Nos detendremos un momento. No. De ninguna manera; habían hecho el amor ininterrumpidamente durante horas, hasta caer agotadas sobre la pila de heno que utilizaron como si fuese un lecho nupcial. Todo su cuerpo esta adolorido, presa de un entumecimiento en el que solo le apetece dormir un poco más.

"Iremos a casa" Piensa Historia con una sonrisa ilusionada, aferrándose cariñosamente al saco negro que cubre su desnudez mientras escucha los pasos lentos de Ymir quien, según parece, pasea desinteresadamente en el exterior.

-¿Ymir?- Pregunta en voz alta, capturando un pequeño rastro del olor a tabaco que el viento exterior trae consigo -¿Cuántas veces te he dicho que esas cosas te…?

¡...!

El carraspeo. Ese despreciable sonido que ahora, con la luz del sol ante sus ojos, sabe con seguridad que no puede provenir de ninguna alimaña nocturna. Se pone de pie con cuidado de no lastimar su tobillo adolorido, cubriéndose lo más que puede con la pieza de uniforme impregnada del aroma a ceniza. Lentamente, camina a través de las difusas siluetas iluminadas por los primeros rayos del sol.

¡...!

-Es ahí- Murmura, mirando directamente a un rincón abandonado que nadie se había molestado en limpiar hacía muchos años; es ahí, donde ninguna luz puede llegar, de donde proviene el misterioso sonido -¿H-Hola?

¡...!

Frenéticos, Desesperados. Recibe una orquesta de carraspeos en respuesta a su saludo vacilante.

-¿Ymir?- No, aun puede ver su silueta en el exterior a través de los tablones rotos; sea lo que sea, esa cosa no es Ymir.

En un inesperado ataque de valentía, se lanza sin pensarlo a ese lugar oscuro pero, al encontrarse de frente al innombrable terror que ahí aguarda, su valentía se desvanece en un grito.

-¡Por Dios!

El chico parece aliviado de que por fin, luego de una noche entera de llamarla sin parar, sus gritos son escuchados a través de esa repugnante mordaza que roba su habla. Sus manos, que sangran ante el anhelo por la libertad, están atadas al igual que sus pies, inmovilizándolo por completo; su cuerpo está herido, cada parte de él lo está.

-Estoy aquí- Con manos temblorosas intenta retirar la mordaza, buscando en su repertorio la mas tranquilizadora sonrisa que posee –Todo estará bien.

Está segura de algo: Ymir lo sabía. Ymir siempre lo ha sabido.
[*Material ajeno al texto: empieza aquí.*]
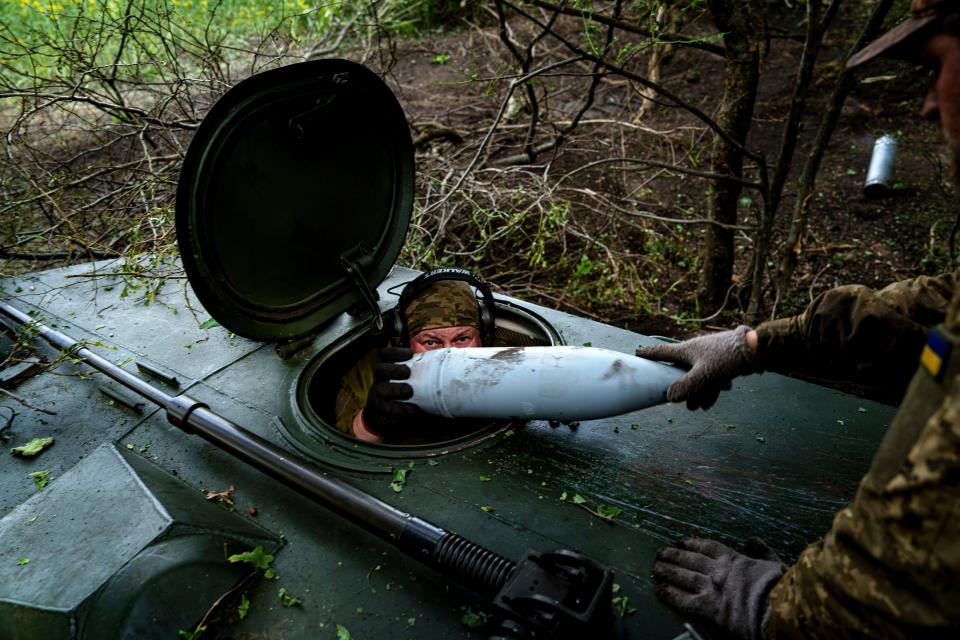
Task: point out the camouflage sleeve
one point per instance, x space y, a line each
354 387
858 334
889 567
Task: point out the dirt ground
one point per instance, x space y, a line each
852 239
584 226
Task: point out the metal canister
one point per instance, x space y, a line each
879 182
550 383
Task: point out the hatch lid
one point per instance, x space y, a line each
298 180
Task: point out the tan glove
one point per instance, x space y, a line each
714 360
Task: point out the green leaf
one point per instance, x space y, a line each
286 599
474 619
33 447
259 558
608 511
621 604
399 480
192 635
40 478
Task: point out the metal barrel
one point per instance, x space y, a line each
879 182
472 565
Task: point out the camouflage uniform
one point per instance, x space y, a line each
890 566
447 303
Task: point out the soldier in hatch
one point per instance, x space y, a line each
437 310
890 566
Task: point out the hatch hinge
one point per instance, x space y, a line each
351 262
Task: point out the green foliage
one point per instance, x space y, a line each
41 478
260 560
192 635
286 599
399 480
473 618
33 447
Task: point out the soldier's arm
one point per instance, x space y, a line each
889 566
856 333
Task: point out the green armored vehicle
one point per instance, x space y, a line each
190 483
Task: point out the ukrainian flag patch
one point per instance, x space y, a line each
935 354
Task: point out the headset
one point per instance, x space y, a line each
485 304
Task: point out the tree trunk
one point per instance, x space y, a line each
817 23
740 22
807 182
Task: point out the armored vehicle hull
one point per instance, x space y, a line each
121 542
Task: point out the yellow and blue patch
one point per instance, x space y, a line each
935 355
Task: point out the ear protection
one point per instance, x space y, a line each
485 304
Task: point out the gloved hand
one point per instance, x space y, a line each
709 580
714 360
385 414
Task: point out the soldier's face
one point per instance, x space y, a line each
445 337
941 52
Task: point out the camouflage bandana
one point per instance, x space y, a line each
447 303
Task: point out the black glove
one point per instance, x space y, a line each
384 413
709 580
714 360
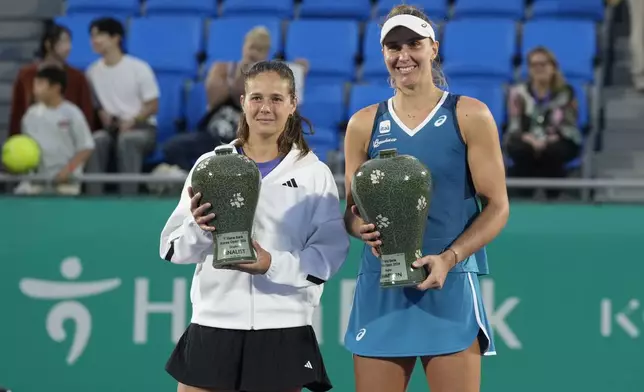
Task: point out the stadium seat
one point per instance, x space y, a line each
196 104
373 65
435 9
324 105
121 8
82 54
511 9
363 95
581 93
337 9
183 7
573 42
465 54
488 92
275 8
330 46
226 36
323 141
170 105
169 44
569 9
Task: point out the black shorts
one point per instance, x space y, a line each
252 361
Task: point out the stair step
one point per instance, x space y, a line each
30 9
624 141
23 29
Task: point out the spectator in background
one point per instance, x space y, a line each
542 135
128 95
62 132
55 46
224 87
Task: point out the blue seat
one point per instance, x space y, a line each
583 102
330 46
486 91
324 105
121 8
82 54
464 54
170 104
573 42
435 9
569 9
226 36
363 95
275 8
184 7
169 44
512 9
373 64
196 104
337 9
323 141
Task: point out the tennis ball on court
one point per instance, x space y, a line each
20 154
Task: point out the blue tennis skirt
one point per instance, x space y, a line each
407 322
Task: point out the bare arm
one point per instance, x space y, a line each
217 87
356 144
488 174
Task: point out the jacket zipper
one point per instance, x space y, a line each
252 304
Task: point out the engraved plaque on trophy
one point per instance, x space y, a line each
393 192
230 183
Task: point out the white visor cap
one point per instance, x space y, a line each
413 23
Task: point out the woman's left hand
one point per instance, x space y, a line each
438 266
258 267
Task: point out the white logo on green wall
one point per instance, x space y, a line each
71 269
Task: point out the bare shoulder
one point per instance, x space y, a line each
362 120
474 117
359 128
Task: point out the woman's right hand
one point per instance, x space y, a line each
368 233
199 211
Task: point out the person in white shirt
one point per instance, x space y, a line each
128 96
251 324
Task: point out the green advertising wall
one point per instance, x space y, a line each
87 305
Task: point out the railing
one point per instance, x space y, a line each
550 183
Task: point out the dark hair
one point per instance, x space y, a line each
50 37
110 26
404 9
294 128
54 76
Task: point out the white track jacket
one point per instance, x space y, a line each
298 221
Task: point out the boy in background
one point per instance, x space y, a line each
62 132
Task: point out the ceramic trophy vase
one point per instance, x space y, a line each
393 192
230 183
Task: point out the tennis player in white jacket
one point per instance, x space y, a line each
251 326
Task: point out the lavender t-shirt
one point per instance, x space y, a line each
265 167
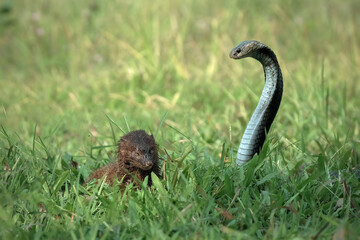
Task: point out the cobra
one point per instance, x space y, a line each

¿La habrá traído por eso? ¿Ella ha sido la causante de esto? ¿Por qué lo haría? ¿Por qué?

No es eso posible ¿Cierto?

"No lo es" Se dice a si misma tratando de regular el temblor en sus manos "Ella no haría algo como esto"

Pero, por más que intenta infundir tranquilidad, el muchacho frente a ella, abatido como nunca antes lo ha visto, se retuerce sin parar. Apenas puede retirar la mordaza completamente, obtiene un murmullo ronco de una garganta destruida por la ansiedad.

-Corre.

Seco. Claro. Sin errores. Una advertencia que perturba su corazón.

-¿Eh?- Pregunta confundida, ignorando su desorbitada mirada que se hunde en el pánico.

-¡Corre! ¡Maldita sea!

Entonces, emergiendo del más puro silencio, una gran mano presiona con fuerza un pañuelo húmedo sobre su rostro; su olor es fuerte, tanto que apenas puede percibir los gritos desesperados de Eren y, más importante aún, el susurro cortante de Ymir contra su oído.

-Volvamos a casa.

Luego de haber retado al silencio, este se hace presente una vez más, traicionero y miserable, llevándose consigo tanto su consciencia como su felicidad.